Figure 2, depicts the gaussian probability distribution curves G(not roll formable), G(roll formable with modifications) and G(fully roll formable), respectively corresponding to references 1, 2 and 3. Reference 4 corresponds to the intersection between G(not roll formable) and G(roll formable with modifications), the R% value of reference 4 is Rmod. Reference 5 corresponds to the intersection between G(roll formable with modifications) and G(fully roll formable), the R% value of reference 5 is Rfull. As can be seen on figure 2, Rmod actually corresponds to the R% value below which the probability of a part to be judged not roll formable by the team of experts is higher than the probability of the part to be judged roll formable with modifications - conversely, Rmod corresponds to the R% value above which the probability of a part to be judged roll formable with modifications by the team of experts is higher than the probability of the part to be judged not roll formable. In a similar way, Rfull actually corresponds to the R% value below which the probability of a part to be judged roll formable with modifications by the team of experts is higher than the probability of the part to be judged fully roll formable - conversely, Rfull corresponds to the R% value above which the probability of a part to be judged fully roll formable by the team of experts is higher than the probability of the part to be judged roll formable with modifications.

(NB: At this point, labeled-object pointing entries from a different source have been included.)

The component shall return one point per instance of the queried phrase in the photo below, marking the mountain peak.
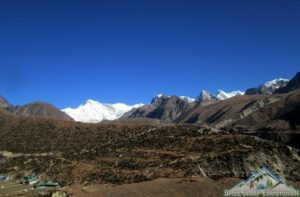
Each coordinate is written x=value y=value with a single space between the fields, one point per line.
x=275 y=82
x=268 y=88
x=207 y=96
x=94 y=111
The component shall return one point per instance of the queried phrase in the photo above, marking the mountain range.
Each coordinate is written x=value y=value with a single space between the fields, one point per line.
x=221 y=109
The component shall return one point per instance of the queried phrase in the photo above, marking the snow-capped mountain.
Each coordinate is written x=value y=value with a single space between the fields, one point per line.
x=207 y=96
x=222 y=95
x=94 y=111
x=187 y=98
x=276 y=82
x=163 y=96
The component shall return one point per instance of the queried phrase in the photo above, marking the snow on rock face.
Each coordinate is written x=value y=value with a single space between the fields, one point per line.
x=206 y=96
x=222 y=95
x=94 y=111
x=276 y=82
x=187 y=98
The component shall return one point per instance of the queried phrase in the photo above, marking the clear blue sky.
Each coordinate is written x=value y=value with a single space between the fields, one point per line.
x=67 y=51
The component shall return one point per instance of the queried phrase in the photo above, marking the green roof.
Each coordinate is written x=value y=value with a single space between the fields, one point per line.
x=46 y=184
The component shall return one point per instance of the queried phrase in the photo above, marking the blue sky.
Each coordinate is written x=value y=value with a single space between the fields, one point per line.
x=67 y=51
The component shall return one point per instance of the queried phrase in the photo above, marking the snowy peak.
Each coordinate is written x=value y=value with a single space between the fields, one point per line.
x=268 y=88
x=187 y=98
x=93 y=111
x=207 y=96
x=160 y=97
x=222 y=95
x=276 y=82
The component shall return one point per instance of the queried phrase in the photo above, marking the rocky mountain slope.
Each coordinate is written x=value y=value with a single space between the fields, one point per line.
x=73 y=152
x=4 y=104
x=267 y=88
x=248 y=112
x=162 y=107
x=40 y=109
x=293 y=84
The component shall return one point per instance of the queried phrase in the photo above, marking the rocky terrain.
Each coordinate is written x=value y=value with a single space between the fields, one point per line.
x=93 y=153
x=171 y=140
x=165 y=108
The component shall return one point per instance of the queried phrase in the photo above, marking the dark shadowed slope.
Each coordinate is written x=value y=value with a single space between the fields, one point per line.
x=41 y=109
x=248 y=112
x=165 y=108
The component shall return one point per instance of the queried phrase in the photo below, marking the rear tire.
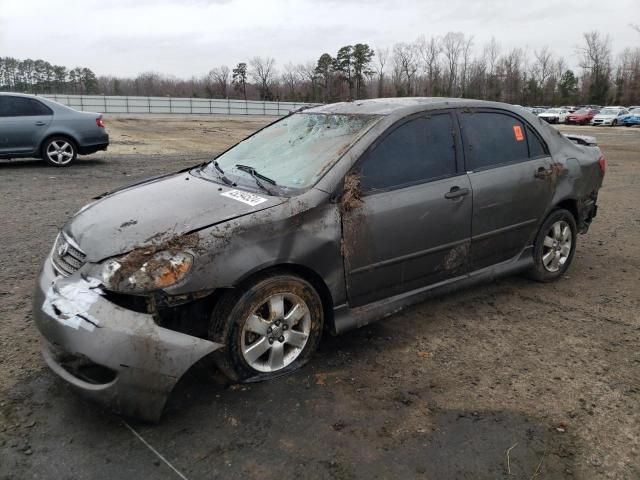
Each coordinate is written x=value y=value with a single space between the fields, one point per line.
x=554 y=246
x=270 y=327
x=59 y=151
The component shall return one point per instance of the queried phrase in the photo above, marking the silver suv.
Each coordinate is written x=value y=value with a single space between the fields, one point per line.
x=40 y=128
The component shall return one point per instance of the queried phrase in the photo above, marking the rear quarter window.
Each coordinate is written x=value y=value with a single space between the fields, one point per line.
x=492 y=139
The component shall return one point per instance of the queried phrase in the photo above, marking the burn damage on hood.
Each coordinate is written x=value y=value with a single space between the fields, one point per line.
x=154 y=212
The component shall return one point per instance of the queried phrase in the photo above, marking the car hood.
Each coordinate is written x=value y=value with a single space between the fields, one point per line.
x=158 y=209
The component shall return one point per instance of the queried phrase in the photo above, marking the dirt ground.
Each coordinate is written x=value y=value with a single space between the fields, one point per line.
x=511 y=379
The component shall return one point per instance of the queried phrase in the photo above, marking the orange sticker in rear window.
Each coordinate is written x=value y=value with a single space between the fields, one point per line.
x=517 y=131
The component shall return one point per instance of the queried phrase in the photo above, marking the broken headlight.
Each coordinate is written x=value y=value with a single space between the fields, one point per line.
x=142 y=271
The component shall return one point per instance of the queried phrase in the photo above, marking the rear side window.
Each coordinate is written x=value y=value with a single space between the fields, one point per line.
x=493 y=139
x=22 y=107
x=536 y=147
x=417 y=151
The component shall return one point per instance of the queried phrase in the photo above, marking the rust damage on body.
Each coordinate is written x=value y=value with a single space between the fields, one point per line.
x=144 y=256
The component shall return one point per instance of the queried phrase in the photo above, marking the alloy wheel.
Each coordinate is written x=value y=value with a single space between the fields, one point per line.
x=557 y=246
x=60 y=152
x=275 y=334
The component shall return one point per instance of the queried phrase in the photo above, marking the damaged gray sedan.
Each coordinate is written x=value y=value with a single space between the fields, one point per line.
x=326 y=220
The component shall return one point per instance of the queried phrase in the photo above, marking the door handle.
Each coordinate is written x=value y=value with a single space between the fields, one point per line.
x=456 y=192
x=542 y=173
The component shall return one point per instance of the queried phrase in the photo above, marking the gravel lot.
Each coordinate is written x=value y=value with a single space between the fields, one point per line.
x=508 y=380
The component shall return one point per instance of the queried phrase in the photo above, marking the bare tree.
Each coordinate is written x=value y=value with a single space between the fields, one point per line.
x=595 y=60
x=381 y=61
x=466 y=59
x=430 y=51
x=452 y=45
x=263 y=73
x=217 y=81
x=290 y=79
x=307 y=73
x=405 y=59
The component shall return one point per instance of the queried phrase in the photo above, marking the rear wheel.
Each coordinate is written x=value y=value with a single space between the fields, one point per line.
x=554 y=246
x=59 y=151
x=270 y=327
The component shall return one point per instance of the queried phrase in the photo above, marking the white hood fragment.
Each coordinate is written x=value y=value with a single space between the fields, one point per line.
x=70 y=303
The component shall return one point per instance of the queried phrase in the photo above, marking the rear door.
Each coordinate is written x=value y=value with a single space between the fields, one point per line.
x=412 y=226
x=512 y=179
x=23 y=123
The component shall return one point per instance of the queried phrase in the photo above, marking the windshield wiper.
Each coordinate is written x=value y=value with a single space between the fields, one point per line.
x=257 y=177
x=221 y=174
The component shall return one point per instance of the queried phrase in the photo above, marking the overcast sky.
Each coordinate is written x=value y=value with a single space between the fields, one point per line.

As a consequence, the three R% ranges 0% - Rmod, Rmod - Rull and Rfull - 100% correspond respectively to the ranges of highest probability of a part to be judged not roll formable, roll formable with modifications and fully roll formable by the team of experts.

This method allows to determine in a reliable way, based on the opinion of sheet metal forming experts, the thresholds to be used in the above described computerized classification method. Thus, after having determined said thresholds, it will be possible to apply the above described computerized classification method to obtain classification results reflecting the opinion of sheet metal forming experts but without needing the active involvement of said experts. This allows to take full advantage of the computerized character of the classification method (fast, reliable, able to treat big quantities of data in a short amount of time) and at the same time to reflect the expertise of the expert team. This therefore allows to develop, generalize and optimize the use of roll forming on a set of parts.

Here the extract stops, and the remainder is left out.